Detection and recording

Earthquakes vary in size. Those that do the most damage are extremely large, but some are so small they are almost undetectable. So, how are these measurements recorded? And how is their size determined?

Geologists use seismographs to record the surface and body waves. Inside a seismograph designed to measure horizontal motion, a weight is freely suspended. As waves from earthquakes reach the seismograph the mass stays in relatively the same place, while the ground and the support move around it. This movement is recorded on magnetic tape by a pen attached to the mass. In a seismograph designed to measure vertical motion, the mass is connected to a spring, so as the ground and support move up and down, the pen on the mass measures the vertical motion. The metal tape which the motion is recorded on is marked with lines that correspond to one minute intervals. When motion is recorded a seismogram is created, which tells about the waves--how big they were and how long they lasted. P waves are recorded first, followed by S waves and then surface waves.

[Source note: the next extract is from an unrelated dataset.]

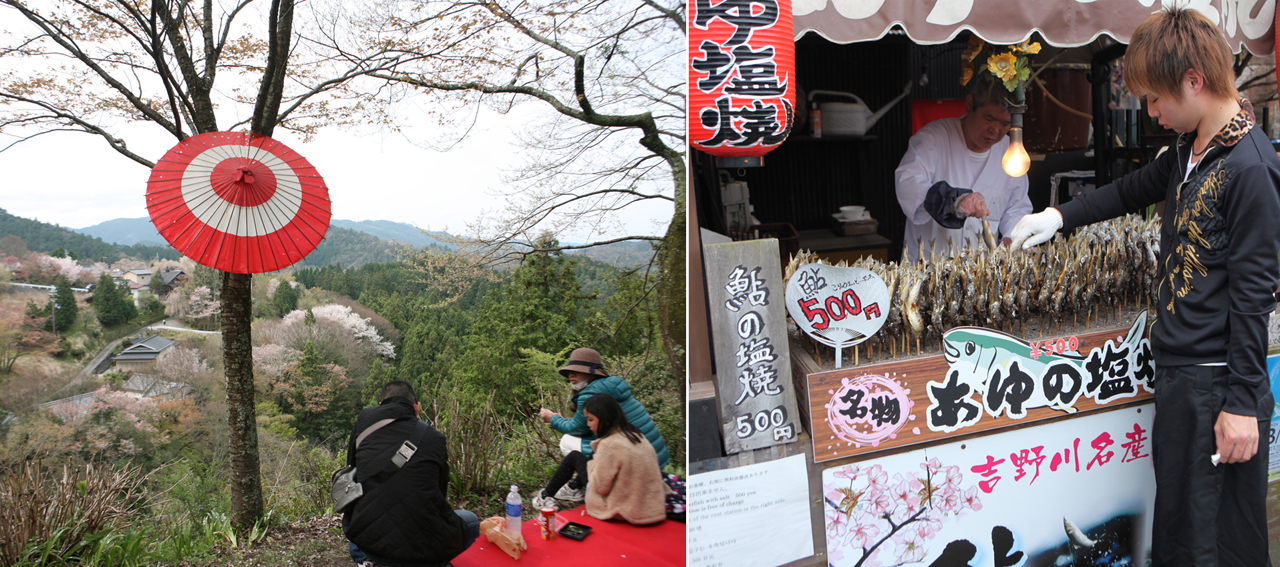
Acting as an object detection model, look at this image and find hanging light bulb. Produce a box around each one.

While surface waves are the last to reach the seismograph, they last the longest time.

Using the information from the seismogram, the epicenter and focus of the earthquake can be determined. The focus is the point on the fault at which the first movement or break occurred. The epicenter is the point on the surface directly above the focus. Once several seismograph stations have determined their distance from the epicenter, the actual epicenter can be located, using triangulation, on a map.